Details of the case scenario, including logistical information and details about patient presentation, are included in Appendices A and B.

SP Recruitment and Training Methods

Given that we needed to develop an SP program at our regional medical campus to conduct this activity, SPs were recruited from local theater groups and senior citizens centers and with newspaper advertisements. Recruitment materials are contained within Appendices C, G, and H. More than 80 prospective SPs were interviewed, at which time the needs and expectations of SPs were delineated. For this case, two individuals were selected. To orient the SPs to the scenario and the role they were to portray, the case was sent to them to review 2 weeks in advance of training. At SP training, the case was read aloud with the SPs, with the faculty member communicating the rationale behind specific case components, emphasizing key points, and answering questions that the SPs raised. Next, the faculty member and the SPs engaged in role-playing the scenario. Each SP completed the checklist for student assessment (Appendix E) following the role-play activities. Discrepancies in checklist completion were discussed, and feedback was provided to the SPs. Role-playing continued with coaching and feedback provided to SPs until expectations were achieved. Any checklist items that were unclear were also discussed and corrected at this time. Since the trainer was also the case author, changes were made to the case when the SPs had appropriate ideas to incorporate. In addition, SPs were also given instructions for providing feedback to students following the encounters. Specifically, SPs were instructed to ask students how they felt the encounter went and provide both positive feedback to students and constructive comments regarding things that could be improved based upon how the students made the SP feel as a patient (e.g., reassured, uncomfortable, attentive, used complex medical jargon, respected their modesty, etc.). The SPs did not use a checklist or rubric as the basis for this feedback, since assessment of student interpersonal skills was not the goal of the case.
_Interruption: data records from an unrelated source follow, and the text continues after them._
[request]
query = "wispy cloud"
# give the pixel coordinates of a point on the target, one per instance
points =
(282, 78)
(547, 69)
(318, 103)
At the conclusion of training, one individual was selected as the primary SP. The other was a backup SP in case the primary SP had a conflict or illness on event dates. The primary SP was the only SP used for all 23 students who participated in the scenario; she was a retired nurse and familiar with medical terminology, patient interviews, and the overall patient care experience.

Case Implementation

Following all SP and student encounters, a single faculty member listened to audio recordings of each scenario. Some discrepancies between the SP's recall and the audio were noted. Specifically, sometimes the SP volunteered information relevant to the case without waiting for students to make a specific inquiry. Yet in these instances, the SP identified on the checklist that the student had completed the task. Thus, the audio was used as the definitive record as to whether the student (as opposed to the SP) had done the task or made the inquiry. In addition, the faculty member assessed students' notes using a rubric included within Appendix F.

Results

All 23 students at the regional campus have performed this scenario. Table 1 illustrates data gathered from the SP-student interactions (as verified by the faculty member). Table 2 illustrates data gathered by student SOAP notes.
Table 1.

Summary From Standardized Patient Checklist and Instructor Audio

Item AssessedN (%)
Patient history (history of present illness, past medical history, family history)99 (50.3%)
Patient medication history35 (81.4%)
Assessment/plan7 (16.3%)
Table 2.

Summary From Student SOAP Notes

Item AssessedN (%)
Subjective35 (25.4%)
Objectivea27 (23.5%)
 Calculated creatinine clearance2 (8.7%)
Assessment7 (30.4%)
Identified medication-related problems13 (18.8%)
Developed appropriate plan33 (20.5%)

Includes calculated creatinine clearance.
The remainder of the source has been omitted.